Is there a command to explicitly force a reindex of ALL indices?

We have been running on 3 alphas and 3 zeros distributed without issues in the past, we have a kubernetes setup and really powerful nodes and havent had an issue like this on v21.12.0.

Could there be something wrong with the other two alphas? The logs seem ok and are not reporting much. I tried to scale down and scale back up to see if it resolves but the alpha chokes like 30 mins later (and is fine for the first 30).

Any ideas what to look for? Is there some pending live load process maybe?

I think I figured out how to get live loading working on the older cluster that is on v21.12 so will let you know if I see the same issues (also on a 3 alpha, 3 zero setup seemingly well distributed)

Thank you so much for all of the help and time!

In high load 24/7?

I can’t tell without some time looking into it.

That should not be the case. Liveload is just a small program that uses Dgo. It would be the case if the operations, protobufs and RDF changes. Some incompatible function or API.

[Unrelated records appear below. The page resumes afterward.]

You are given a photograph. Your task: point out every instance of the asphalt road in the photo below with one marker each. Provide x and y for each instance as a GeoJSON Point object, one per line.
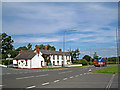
{"type": "Point", "coordinates": [57, 78]}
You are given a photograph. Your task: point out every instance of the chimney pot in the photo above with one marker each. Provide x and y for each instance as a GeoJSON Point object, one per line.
{"type": "Point", "coordinates": [20, 51]}
{"type": "Point", "coordinates": [60, 50]}
{"type": "Point", "coordinates": [37, 49]}
{"type": "Point", "coordinates": [45, 47]}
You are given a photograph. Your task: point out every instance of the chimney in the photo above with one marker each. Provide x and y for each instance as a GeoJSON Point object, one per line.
{"type": "Point", "coordinates": [45, 47]}
{"type": "Point", "coordinates": [20, 51]}
{"type": "Point", "coordinates": [37, 49]}
{"type": "Point", "coordinates": [60, 50]}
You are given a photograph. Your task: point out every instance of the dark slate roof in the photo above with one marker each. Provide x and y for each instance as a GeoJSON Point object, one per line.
{"type": "Point", "coordinates": [48, 52]}
{"type": "Point", "coordinates": [29, 54]}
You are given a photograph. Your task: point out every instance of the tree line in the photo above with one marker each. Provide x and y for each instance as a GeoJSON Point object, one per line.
{"type": "Point", "coordinates": [8, 48]}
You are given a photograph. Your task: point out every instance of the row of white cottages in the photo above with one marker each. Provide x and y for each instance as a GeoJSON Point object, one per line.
{"type": "Point", "coordinates": [38, 59]}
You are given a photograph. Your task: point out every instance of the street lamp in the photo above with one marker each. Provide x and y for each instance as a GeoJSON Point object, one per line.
{"type": "Point", "coordinates": [64, 38]}
{"type": "Point", "coordinates": [64, 42]}
{"type": "Point", "coordinates": [9, 55]}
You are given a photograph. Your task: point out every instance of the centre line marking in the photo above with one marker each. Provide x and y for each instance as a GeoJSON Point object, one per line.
{"type": "Point", "coordinates": [45, 83]}
{"type": "Point", "coordinates": [41, 75]}
{"type": "Point", "coordinates": [56, 81]}
{"type": "Point", "coordinates": [32, 76]}
{"type": "Point", "coordinates": [25, 77]}
{"type": "Point", "coordinates": [65, 79]}
{"type": "Point", "coordinates": [71, 77]}
{"type": "Point", "coordinates": [31, 87]}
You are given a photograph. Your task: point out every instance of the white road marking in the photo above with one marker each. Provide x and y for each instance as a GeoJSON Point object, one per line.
{"type": "Point", "coordinates": [61, 72]}
{"type": "Point", "coordinates": [56, 81]}
{"type": "Point", "coordinates": [110, 82]}
{"type": "Point", "coordinates": [65, 79]}
{"type": "Point", "coordinates": [45, 83]}
{"type": "Point", "coordinates": [30, 87]}
{"type": "Point", "coordinates": [71, 77]}
{"type": "Point", "coordinates": [41, 75]}
{"type": "Point", "coordinates": [76, 75]}
{"type": "Point", "coordinates": [69, 71]}
{"type": "Point", "coordinates": [25, 77]}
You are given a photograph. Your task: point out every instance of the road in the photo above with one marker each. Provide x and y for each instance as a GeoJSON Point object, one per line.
{"type": "Point", "coordinates": [57, 78]}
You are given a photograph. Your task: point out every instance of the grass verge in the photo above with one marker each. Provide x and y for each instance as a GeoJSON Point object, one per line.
{"type": "Point", "coordinates": [112, 70]}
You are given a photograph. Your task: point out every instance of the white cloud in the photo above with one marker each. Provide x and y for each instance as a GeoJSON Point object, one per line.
{"type": "Point", "coordinates": [49, 18]}
{"type": "Point", "coordinates": [34, 40]}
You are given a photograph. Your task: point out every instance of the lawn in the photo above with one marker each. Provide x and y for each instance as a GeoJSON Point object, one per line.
{"type": "Point", "coordinates": [112, 70]}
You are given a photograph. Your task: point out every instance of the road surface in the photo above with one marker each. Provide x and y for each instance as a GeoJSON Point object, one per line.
{"type": "Point", "coordinates": [57, 78]}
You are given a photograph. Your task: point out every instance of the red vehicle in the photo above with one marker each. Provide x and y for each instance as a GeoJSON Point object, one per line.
{"type": "Point", "coordinates": [98, 63]}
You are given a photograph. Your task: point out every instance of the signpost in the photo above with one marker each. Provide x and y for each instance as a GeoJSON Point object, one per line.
{"type": "Point", "coordinates": [9, 55]}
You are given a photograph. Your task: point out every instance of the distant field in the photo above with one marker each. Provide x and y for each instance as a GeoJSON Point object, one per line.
{"type": "Point", "coordinates": [112, 70]}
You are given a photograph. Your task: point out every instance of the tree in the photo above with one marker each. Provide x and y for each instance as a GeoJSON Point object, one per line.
{"type": "Point", "coordinates": [87, 57]}
{"type": "Point", "coordinates": [74, 54]}
{"type": "Point", "coordinates": [22, 48]}
{"type": "Point", "coordinates": [42, 47]}
{"type": "Point", "coordinates": [6, 43]}
{"type": "Point", "coordinates": [29, 46]}
{"type": "Point", "coordinates": [95, 56]}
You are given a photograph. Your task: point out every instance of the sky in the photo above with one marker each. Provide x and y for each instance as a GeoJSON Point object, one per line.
{"type": "Point", "coordinates": [46, 22]}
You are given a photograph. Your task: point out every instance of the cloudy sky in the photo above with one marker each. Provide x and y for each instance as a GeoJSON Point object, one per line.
{"type": "Point", "coordinates": [45, 23]}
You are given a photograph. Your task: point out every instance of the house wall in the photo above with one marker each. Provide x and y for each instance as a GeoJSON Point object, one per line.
{"type": "Point", "coordinates": [60, 59]}
{"type": "Point", "coordinates": [22, 63]}
{"type": "Point", "coordinates": [36, 61]}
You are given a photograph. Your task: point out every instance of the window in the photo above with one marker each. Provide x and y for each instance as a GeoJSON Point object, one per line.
{"type": "Point", "coordinates": [58, 62]}
{"type": "Point", "coordinates": [53, 62]}
{"type": "Point", "coordinates": [57, 56]}
{"type": "Point", "coordinates": [53, 57]}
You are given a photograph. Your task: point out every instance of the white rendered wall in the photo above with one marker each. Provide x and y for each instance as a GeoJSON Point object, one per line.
{"type": "Point", "coordinates": [14, 62]}
{"type": "Point", "coordinates": [36, 61]}
{"type": "Point", "coordinates": [23, 64]}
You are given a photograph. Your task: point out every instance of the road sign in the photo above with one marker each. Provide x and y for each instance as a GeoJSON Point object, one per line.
{"type": "Point", "coordinates": [100, 59]}
{"type": "Point", "coordinates": [9, 58]}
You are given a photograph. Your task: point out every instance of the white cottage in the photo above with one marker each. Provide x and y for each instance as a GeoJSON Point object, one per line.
{"type": "Point", "coordinates": [41, 58]}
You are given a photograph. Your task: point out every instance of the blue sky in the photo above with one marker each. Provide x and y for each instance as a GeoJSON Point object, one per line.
{"type": "Point", "coordinates": [44, 23]}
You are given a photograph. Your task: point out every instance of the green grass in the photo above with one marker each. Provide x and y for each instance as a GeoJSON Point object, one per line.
{"type": "Point", "coordinates": [112, 70]}
{"type": "Point", "coordinates": [59, 67]}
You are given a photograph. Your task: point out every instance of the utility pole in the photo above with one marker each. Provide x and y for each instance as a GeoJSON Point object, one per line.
{"type": "Point", "coordinates": [117, 40]}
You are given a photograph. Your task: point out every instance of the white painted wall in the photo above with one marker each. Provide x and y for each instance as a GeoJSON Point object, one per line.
{"type": "Point", "coordinates": [36, 61]}
{"type": "Point", "coordinates": [60, 59]}
{"type": "Point", "coordinates": [23, 64]}
{"type": "Point", "coordinates": [14, 62]}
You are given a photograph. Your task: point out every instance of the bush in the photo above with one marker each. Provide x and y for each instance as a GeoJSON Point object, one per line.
{"type": "Point", "coordinates": [4, 62]}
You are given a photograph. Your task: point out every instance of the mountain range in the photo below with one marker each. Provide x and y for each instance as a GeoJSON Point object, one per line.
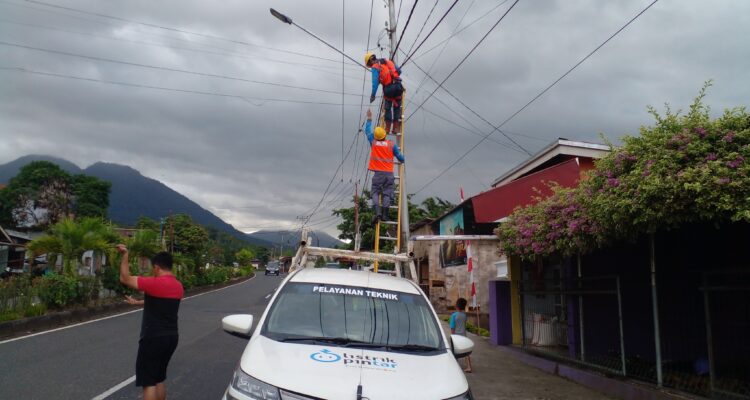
{"type": "Point", "coordinates": [134, 195]}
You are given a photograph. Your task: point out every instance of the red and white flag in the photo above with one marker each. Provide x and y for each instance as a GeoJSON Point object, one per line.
{"type": "Point", "coordinates": [470, 267]}
{"type": "Point", "coordinates": [470, 263]}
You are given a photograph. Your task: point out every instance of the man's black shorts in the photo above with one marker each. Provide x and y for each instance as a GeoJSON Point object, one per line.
{"type": "Point", "coordinates": [153, 356]}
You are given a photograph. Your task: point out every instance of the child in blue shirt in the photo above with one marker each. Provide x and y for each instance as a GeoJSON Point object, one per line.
{"type": "Point", "coordinates": [458, 325]}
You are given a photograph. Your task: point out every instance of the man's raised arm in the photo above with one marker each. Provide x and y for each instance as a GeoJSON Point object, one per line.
{"type": "Point", "coordinates": [125, 277]}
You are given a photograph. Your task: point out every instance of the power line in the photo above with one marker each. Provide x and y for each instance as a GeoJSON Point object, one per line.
{"type": "Point", "coordinates": [143, 86]}
{"type": "Point", "coordinates": [430, 33]}
{"type": "Point", "coordinates": [362, 99]}
{"type": "Point", "coordinates": [167, 28]}
{"type": "Point", "coordinates": [423, 26]}
{"type": "Point", "coordinates": [435, 60]}
{"type": "Point", "coordinates": [406, 25]}
{"type": "Point", "coordinates": [518, 147]}
{"type": "Point", "coordinates": [461, 63]}
{"type": "Point", "coordinates": [461, 30]}
{"type": "Point", "coordinates": [343, 74]}
{"type": "Point", "coordinates": [169, 69]}
{"type": "Point", "coordinates": [141, 42]}
{"type": "Point", "coordinates": [545, 90]}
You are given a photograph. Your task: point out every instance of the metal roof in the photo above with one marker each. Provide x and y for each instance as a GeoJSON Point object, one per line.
{"type": "Point", "coordinates": [560, 146]}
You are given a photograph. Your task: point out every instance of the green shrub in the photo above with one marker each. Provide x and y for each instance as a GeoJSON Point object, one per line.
{"type": "Point", "coordinates": [16, 293]}
{"type": "Point", "coordinates": [35, 310]}
{"type": "Point", "coordinates": [57, 291]}
{"type": "Point", "coordinates": [110, 279]}
{"type": "Point", "coordinates": [216, 275]}
{"type": "Point", "coordinates": [87, 290]}
{"type": "Point", "coordinates": [246, 271]}
{"type": "Point", "coordinates": [187, 278]}
{"type": "Point", "coordinates": [9, 316]}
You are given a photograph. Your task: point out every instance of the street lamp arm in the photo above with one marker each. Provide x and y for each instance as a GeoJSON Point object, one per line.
{"type": "Point", "coordinates": [283, 18]}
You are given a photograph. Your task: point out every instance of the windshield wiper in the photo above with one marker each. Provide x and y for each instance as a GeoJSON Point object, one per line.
{"type": "Point", "coordinates": [335, 340]}
{"type": "Point", "coordinates": [411, 347]}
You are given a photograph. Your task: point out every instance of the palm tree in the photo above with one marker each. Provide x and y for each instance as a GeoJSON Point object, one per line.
{"type": "Point", "coordinates": [143, 245]}
{"type": "Point", "coordinates": [71, 239]}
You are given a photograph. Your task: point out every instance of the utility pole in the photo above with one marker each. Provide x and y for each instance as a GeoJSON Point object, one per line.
{"type": "Point", "coordinates": [403, 202]}
{"type": "Point", "coordinates": [392, 28]}
{"type": "Point", "coordinates": [357, 236]}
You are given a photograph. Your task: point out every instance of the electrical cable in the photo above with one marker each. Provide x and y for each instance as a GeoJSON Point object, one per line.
{"type": "Point", "coordinates": [343, 74]}
{"type": "Point", "coordinates": [545, 90]}
{"type": "Point", "coordinates": [315, 67]}
{"type": "Point", "coordinates": [167, 28]}
{"type": "Point", "coordinates": [406, 25]}
{"type": "Point", "coordinates": [464, 60]}
{"type": "Point", "coordinates": [362, 99]}
{"type": "Point", "coordinates": [143, 86]}
{"type": "Point", "coordinates": [169, 69]}
{"type": "Point", "coordinates": [423, 26]}
{"type": "Point", "coordinates": [486, 14]}
{"type": "Point", "coordinates": [431, 31]}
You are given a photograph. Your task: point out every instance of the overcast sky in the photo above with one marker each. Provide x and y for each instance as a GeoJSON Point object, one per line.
{"type": "Point", "coordinates": [260, 163]}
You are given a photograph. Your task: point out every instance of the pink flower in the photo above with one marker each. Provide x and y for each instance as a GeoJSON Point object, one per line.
{"type": "Point", "coordinates": [736, 162]}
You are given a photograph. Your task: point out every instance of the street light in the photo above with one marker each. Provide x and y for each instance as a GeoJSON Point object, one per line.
{"type": "Point", "coordinates": [283, 18]}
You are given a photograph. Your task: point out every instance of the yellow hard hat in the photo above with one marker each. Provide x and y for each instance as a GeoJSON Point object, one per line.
{"type": "Point", "coordinates": [368, 55]}
{"type": "Point", "coordinates": [379, 133]}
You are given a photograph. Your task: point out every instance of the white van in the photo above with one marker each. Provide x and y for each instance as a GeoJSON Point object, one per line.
{"type": "Point", "coordinates": [342, 334]}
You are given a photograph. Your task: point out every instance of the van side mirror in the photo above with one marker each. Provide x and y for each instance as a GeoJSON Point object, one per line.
{"type": "Point", "coordinates": [239, 325]}
{"type": "Point", "coordinates": [462, 346]}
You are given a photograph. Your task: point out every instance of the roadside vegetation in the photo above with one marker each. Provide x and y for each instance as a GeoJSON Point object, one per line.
{"type": "Point", "coordinates": [71, 211]}
{"type": "Point", "coordinates": [684, 169]}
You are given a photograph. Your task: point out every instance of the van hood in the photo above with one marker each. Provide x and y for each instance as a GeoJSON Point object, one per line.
{"type": "Point", "coordinates": [331, 372]}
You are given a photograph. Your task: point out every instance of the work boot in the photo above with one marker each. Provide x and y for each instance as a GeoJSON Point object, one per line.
{"type": "Point", "coordinates": [396, 127]}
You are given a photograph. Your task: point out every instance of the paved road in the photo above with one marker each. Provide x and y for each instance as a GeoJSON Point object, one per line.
{"type": "Point", "coordinates": [85, 361]}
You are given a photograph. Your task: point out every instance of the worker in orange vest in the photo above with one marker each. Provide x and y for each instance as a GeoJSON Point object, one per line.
{"type": "Point", "coordinates": [386, 73]}
{"type": "Point", "coordinates": [382, 151]}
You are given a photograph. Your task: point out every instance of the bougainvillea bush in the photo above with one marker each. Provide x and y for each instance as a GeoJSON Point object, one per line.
{"type": "Point", "coordinates": [685, 168]}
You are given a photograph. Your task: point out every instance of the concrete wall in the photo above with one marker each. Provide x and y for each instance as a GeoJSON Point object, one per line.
{"type": "Point", "coordinates": [448, 284]}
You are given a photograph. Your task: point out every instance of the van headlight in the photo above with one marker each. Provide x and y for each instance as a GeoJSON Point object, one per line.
{"type": "Point", "coordinates": [465, 396]}
{"type": "Point", "coordinates": [254, 388]}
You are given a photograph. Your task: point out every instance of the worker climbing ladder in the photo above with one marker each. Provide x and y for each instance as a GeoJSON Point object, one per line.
{"type": "Point", "coordinates": [401, 256]}
{"type": "Point", "coordinates": [383, 228]}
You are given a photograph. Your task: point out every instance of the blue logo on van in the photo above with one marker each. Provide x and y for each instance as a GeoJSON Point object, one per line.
{"type": "Point", "coordinates": [325, 355]}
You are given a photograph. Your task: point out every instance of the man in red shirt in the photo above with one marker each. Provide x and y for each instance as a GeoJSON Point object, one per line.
{"type": "Point", "coordinates": [159, 333]}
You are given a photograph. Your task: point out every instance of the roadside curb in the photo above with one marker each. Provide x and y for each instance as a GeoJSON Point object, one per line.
{"type": "Point", "coordinates": [614, 387]}
{"type": "Point", "coordinates": [25, 326]}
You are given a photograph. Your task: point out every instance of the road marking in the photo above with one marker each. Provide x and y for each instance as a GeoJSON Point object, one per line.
{"type": "Point", "coordinates": [115, 388]}
{"type": "Point", "coordinates": [113, 316]}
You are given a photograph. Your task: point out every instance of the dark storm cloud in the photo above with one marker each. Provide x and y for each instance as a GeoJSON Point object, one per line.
{"type": "Point", "coordinates": [262, 163]}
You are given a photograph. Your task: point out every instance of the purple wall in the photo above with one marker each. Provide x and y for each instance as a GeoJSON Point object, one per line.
{"type": "Point", "coordinates": [501, 330]}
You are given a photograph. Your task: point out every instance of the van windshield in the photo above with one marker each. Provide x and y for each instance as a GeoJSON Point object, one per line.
{"type": "Point", "coordinates": [352, 316]}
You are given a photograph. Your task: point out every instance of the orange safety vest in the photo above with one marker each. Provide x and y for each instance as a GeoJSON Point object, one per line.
{"type": "Point", "coordinates": [381, 156]}
{"type": "Point", "coordinates": [387, 71]}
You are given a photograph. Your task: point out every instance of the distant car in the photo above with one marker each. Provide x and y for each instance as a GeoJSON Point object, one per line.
{"type": "Point", "coordinates": [272, 268]}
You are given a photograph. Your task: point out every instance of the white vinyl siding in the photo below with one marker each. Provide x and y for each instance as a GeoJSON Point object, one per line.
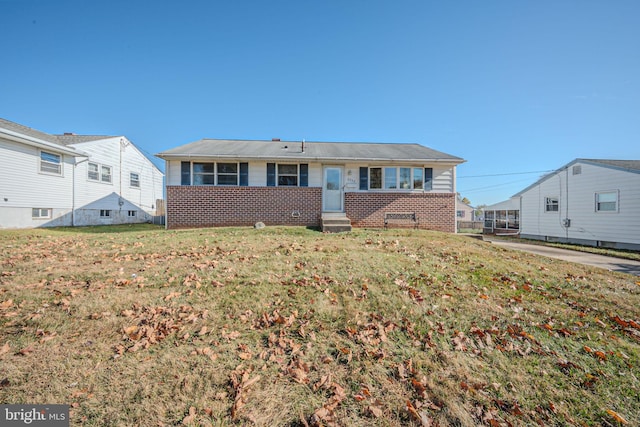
{"type": "Point", "coordinates": [607, 201]}
{"type": "Point", "coordinates": [134, 180]}
{"type": "Point", "coordinates": [41, 213]}
{"type": "Point", "coordinates": [93, 171]}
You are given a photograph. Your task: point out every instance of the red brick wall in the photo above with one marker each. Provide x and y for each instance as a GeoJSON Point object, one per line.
{"type": "Point", "coordinates": [434, 211]}
{"type": "Point", "coordinates": [210, 206]}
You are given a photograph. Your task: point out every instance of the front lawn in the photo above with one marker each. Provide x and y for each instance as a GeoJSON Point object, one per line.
{"type": "Point", "coordinates": [289, 326]}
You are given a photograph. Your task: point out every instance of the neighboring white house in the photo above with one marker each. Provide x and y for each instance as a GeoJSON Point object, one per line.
{"type": "Point", "coordinates": [71, 180]}
{"type": "Point", "coordinates": [590, 202]}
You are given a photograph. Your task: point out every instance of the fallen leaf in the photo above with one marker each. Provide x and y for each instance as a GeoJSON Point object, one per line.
{"type": "Point", "coordinates": [375, 410]}
{"type": "Point", "coordinates": [191, 417]}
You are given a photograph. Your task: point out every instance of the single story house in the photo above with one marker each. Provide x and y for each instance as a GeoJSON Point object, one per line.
{"type": "Point", "coordinates": [588, 201]}
{"type": "Point", "coordinates": [51, 180]}
{"type": "Point", "coordinates": [331, 185]}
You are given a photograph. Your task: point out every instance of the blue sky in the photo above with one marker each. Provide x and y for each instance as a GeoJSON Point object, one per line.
{"type": "Point", "coordinates": [513, 87]}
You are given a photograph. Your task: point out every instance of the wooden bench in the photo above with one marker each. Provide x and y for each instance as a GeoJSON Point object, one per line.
{"type": "Point", "coordinates": [400, 216]}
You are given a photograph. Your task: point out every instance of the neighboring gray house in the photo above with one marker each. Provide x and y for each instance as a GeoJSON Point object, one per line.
{"type": "Point", "coordinates": [239, 182]}
{"type": "Point", "coordinates": [66, 180]}
{"type": "Point", "coordinates": [588, 201]}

Is that replica? or 3 groups?

  1. Not in high load 24/7, load seems to be internally manifesting right now and the reason it is choking and not because of external load. Though the individual requests are large, there is not a ton of them. Could be the large size of the requested data choking the alphas?
  2. I only mention live loading on v21.12 because we were running out of memory and why we upgraded, but seems I found parameter tweaks that are helping this
  3. I am not totally clear on the difference between replicas and groups, but we only have one group and looks like 3 replicas?

how big? and what are the stats of your machines? Each Alpha has its own env? or they share the same host?

Did you OOM locally with the Liveload or the cluster gets OOM?

Yes. If you have one group. You have Replica=3 config.

See. Everything that you do in one of the Alphas are replicated immediately to the other Alpha’s cuz that’s how replica works. If they are in the same host. This means that you will have the triple of usage in resources. If you separate them into their own machines. This will reduce choking.

Thanks for the detailed description.

They are all on separate hosts: We upgraded to m5.16xlarge for loading, which are pretty large
OOM locally with live load process but see all three alphas hit 256gb, on default settings of like 10 concurrency, and 1000 quads which i dropped down to 2 and 100 and no OOM.

So, this solves the local live load OOM right? What happen to the Alphas itself? In the previous load that you got this OOM and log compaction.

I think all the live loads we ran that disconnected from the job are still in queue and being applied. Can we tell if a live load is running?

Heres the default values txn-abort-after=5m; max-retries=-1;max-pending-queries=10000" of all clusters. Based on this, any transaction that fails will have at least one retry(liveloader that will retry). If that retry fails again it will abort if it stay in the pending transaction after 5 minutes.

Liveloader is a program. If it breaks/panics it stops completely. But the transactions that went through will pass in that steps I mentioned above.

Well we rebuilt both clusters, current and new version from scratch, with the tweaked live load settings we were able to get our indices back and the clusters are stable and responsive.

Its not ok that we had to rebuild our entire 200GB db, but seems the only way to get dgraph actively normally again. Hoping we can find ways to avoid this in the future.

Thanks for all of the help and support